Retranscription de C’est aujourd’hui que ça passe ou ça casse, le 5 avril 2022
Bonjour, nous sommes le 5 avril 2022 et je n’ai rien à dire qui soit fondé sur une quelconque certitude et quant à mes certitudes, j’aimerais beaucoup qu’elles soient fausses.
Alors, que dire quand même ? Que dire quand même ? Je n’ai pas la moindre idée de ce qui va se passer sur le terrain en Ukraine. Je ne sais pas s’il y a véritablement une retraite des Russes ou s’ils se préparent à utiliser d’autres types d’armes. Je ne sais pas du tout ce qui se passe dans la tête de M. Poutine. Ça a l’air d’un personnage assez rigide et fermé et donc, il n’a pas l’air du style à se laisser impressionner par des évènements en tant que tels.
Je viens de lire un article dans Le Monde par Mme [Marie] Mendras qui a l’air bien fait, qui parle d’un entourage de plus en plus sceptique sur ses actions, d’élites intellectuelles, je ne dis pas « financières », d’élites intellectuelles russes dans le désarroi qui s’efforcent de quitter le pays.
On aimerait bien qu’on retrouve la nuance. On n’est pas dans la nuance : on est obligé, nous sommes obligés, pays occidentaux, de nous rallier autour de l’OTAN, de mettre entre parenthèses comme quantité négligeable des erreurs politiques, des erreurs d’appréciation, des comportements agressifs du côté occidental. Pourquoi ? Parce qu’on a, voilà, véritablement la monstruosité dans l’autre camp et que l’on n’a donc pas le choix.

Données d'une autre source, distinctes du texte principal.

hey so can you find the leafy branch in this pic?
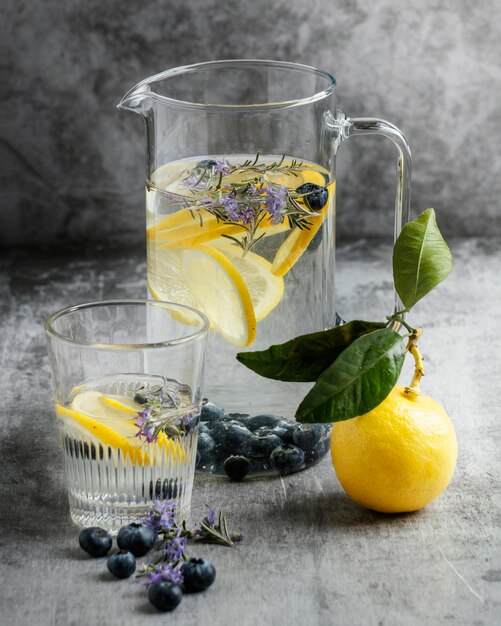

Est-ce que ces comportements belliqueux de notre côté en réaction, en représailles, à des comportements véritablement odieux, est-ce que ça va nous conduire vers des lendemains qui chantent ? C’est peu probable. Est-ce qu’on est dans la 3e guerre mondiale ou est-ce qu’on est dans le règne des « opérations spéciales » ? On ne sait pas : c’est demain qui va en décider, c’est demain qui nous montrera ce qui se passe véritablement, qui nous fera comprendre a posteriori dans quoi nous étions engagés depuis un certain temps.
Et en arrière-plan de cela, dernier rapport du GIEC qui nous dit : 2025, c’est la dernière limite pour prendre les mesures qui s’imposent. Alors, 2025, c’est quoi ? c’est dans trois ans. Est-ce que nous nous serons mobilisés pour prendre les mesures qui s’imposent ? Bien entendu que non. Toutes les crises sont des prétextes à continuer à faire comme avant. Quand il y a une pression sur le prix du pétrole et donc du prix à la pompe, est-ce qu’on essaye d’en tirer parti pour faire une transition énergétique ? Non. On fait ce qu’il faut pour que les populations ne se rebellent pas, ne se retrouvent pas sous forme de Gilets jaunes sur les ronds-points. Or, on offre des subventions pour compenser l’augmentation du prix du pétrole. Est-ce qu’on prendra jamais – et en particulier d’ici 2025 – les mesures qu’il faut ? Non.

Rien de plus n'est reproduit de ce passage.